New non-β-lactam 4,4′-methylenedianiline compounds: design, synthesis and assessment of anti-β-lactamase activity

Abstract

Infectious disorders are among the dominant causes of death globally, and the β-Lactams are the most effective antibiotics for managing these disorders. Unfortunately, Antimicrobial resistance has been frequently observed internationally, represented by the bacterial β-lactamase which breaks down the β-lactam ring, consequently disabling these drugs. The use of β-lactamase inhibitors (e.g., clavulanic acid) combined with β-lactams can minimize bacterial resistance. Therefore, these challenges necessitate the exploration for new remedies with potential antimicrobial and anti-β-lactamase properties.
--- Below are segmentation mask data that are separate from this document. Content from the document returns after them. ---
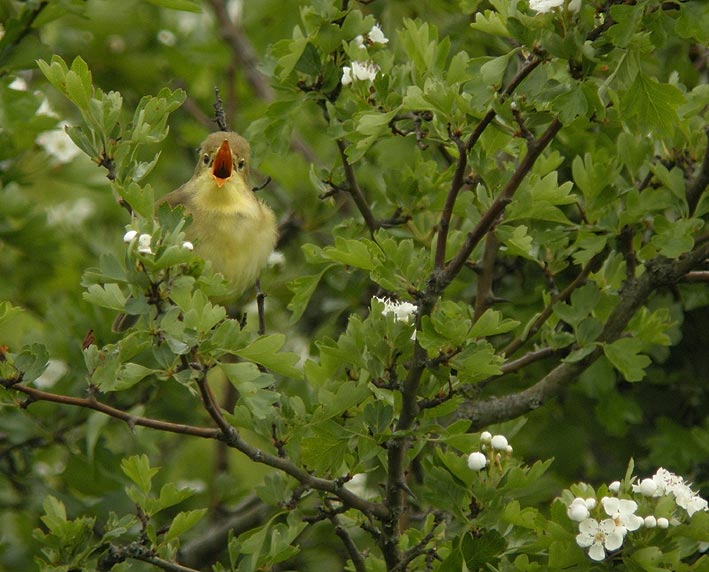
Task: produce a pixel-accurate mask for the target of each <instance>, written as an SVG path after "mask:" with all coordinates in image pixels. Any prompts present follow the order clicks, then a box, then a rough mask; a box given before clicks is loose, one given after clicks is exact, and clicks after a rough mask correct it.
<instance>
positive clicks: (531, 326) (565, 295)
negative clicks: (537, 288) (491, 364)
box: [500, 250, 608, 356]
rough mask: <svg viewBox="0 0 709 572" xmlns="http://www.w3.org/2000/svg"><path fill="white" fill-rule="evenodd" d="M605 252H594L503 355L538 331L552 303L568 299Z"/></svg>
mask: <svg viewBox="0 0 709 572" xmlns="http://www.w3.org/2000/svg"><path fill="white" fill-rule="evenodd" d="M607 254H608V253H607V251H606V250H603V251H602V252H599V253H598V254H596V256H594V257H593V258H592V259H591V260H589V261H588V262H587V263H586V266H584V267H583V269H582V270H581V272H579V275H578V276H577V277H576V278H575V279H574V280H573V282H571V284H569V285H568V286H567V287H566V288H564V289H563V290H562V291H561V292H560V293H559V294H557V295H556V296H554V297H553V298H552V299H551V301H550V302H549V304H547V306H546V307H545V308H544V310H542V313H541V314H539V317H538V318H537V319H536V320H534V323H533V324H532V326H531V327H530V328H529V329H528V330H527V332H526V335H525V336H524V337H522V336H520V337H518V338H515V339H514V340H512V341H511V342H510V343H509V344H507V346H506V347H505V348H504V349H503V350H502V351H501V352H500V353H501V354H503V355H505V356H511V355H512V354H514V353H515V352H516V351H517V350H518V349H519V348H521V347H522V346H523V345H524V343H525V342H526V341H527V340H528V339H529V338H531V337H532V336H533V335H534V334H536V333H537V332H538V331H539V328H541V327H542V325H543V324H544V322H546V321H547V319H549V316H551V314H552V312H553V310H554V305H555V304H557V303H558V302H564V301H565V300H568V298H569V297H570V296H571V293H572V292H573V291H574V290H576V289H577V288H578V287H579V286H582V285H583V284H584V283H585V282H586V278H588V275H589V274H591V272H595V271H596V270H598V268H600V266H601V264H602V262H603V260H604V259H605V258H606V255H607Z"/></svg>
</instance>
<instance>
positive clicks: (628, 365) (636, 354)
mask: <svg viewBox="0 0 709 572" xmlns="http://www.w3.org/2000/svg"><path fill="white" fill-rule="evenodd" d="M641 348H642V342H641V341H640V340H638V339H636V338H620V339H619V340H616V341H615V342H613V343H612V344H604V346H603V352H604V353H605V355H606V357H607V358H608V360H609V361H610V362H611V363H612V364H613V366H614V367H615V368H616V369H617V370H618V371H619V372H620V373H622V374H623V377H624V378H625V379H626V380H627V381H640V380H641V379H642V378H643V377H645V368H646V367H647V366H649V365H650V364H651V363H652V361H651V360H650V358H649V357H647V356H646V355H644V354H641V353H640V350H641Z"/></svg>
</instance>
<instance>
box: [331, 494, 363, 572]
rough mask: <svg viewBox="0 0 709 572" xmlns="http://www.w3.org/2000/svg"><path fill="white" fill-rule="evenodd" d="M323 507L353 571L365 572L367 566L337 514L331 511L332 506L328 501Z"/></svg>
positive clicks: (353, 540) (360, 554)
mask: <svg viewBox="0 0 709 572" xmlns="http://www.w3.org/2000/svg"><path fill="white" fill-rule="evenodd" d="M325 506H326V507H327V509H328V510H327V518H328V519H330V522H332V524H333V526H334V527H335V534H336V535H337V537H338V538H339V539H340V540H341V541H342V544H344V545H345V550H347V554H349V556H350V559H351V560H352V565H353V566H354V569H355V571H356V572H367V565H366V563H365V561H364V557H363V556H362V553H361V552H360V551H359V548H357V545H356V544H355V543H354V540H353V539H352V536H350V533H349V532H347V529H346V528H345V527H344V526H342V524H341V523H340V519H339V518H338V516H337V512H336V511H334V510H332V505H331V504H330V503H329V502H328V501H325Z"/></svg>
This study utilizes docking design to synthesize and evaluate the antibacterial and anti-β-lactamase activities of new non-β-lactam 4,4'-methylenedianiline amides. The production of these amides was achieved through the reaction of carboxylic acids with 4,4'-methylenedianiline using the coupling agent N,N'-dicyclohexylcarbodiimide (DCC). After characterization of the new amides based on physical and spectral data, they were tested biologically against four strains of β-lactamase-producing Gram-positive and Gram-negative bacteria to assess their anti-β-lactamase activities and compared with that of clavulanic acid as a co-inhibitor with amoxicillin. The resulting data indicate that all the synthesized compounds exhibited varying degrees of activity against the β-lactamases of all bacterial strains. The activity against P. aeruginosa was weaker than against Staph. aureus and E. coli. The observed activities were still weaker than that of the standard clavulanic acid. It has been determined that the β-lactamase active site favors hydrophobic substituents, and halogen atoms and the nitro group enhance the binding of these hydrophobic residues and potentiate it.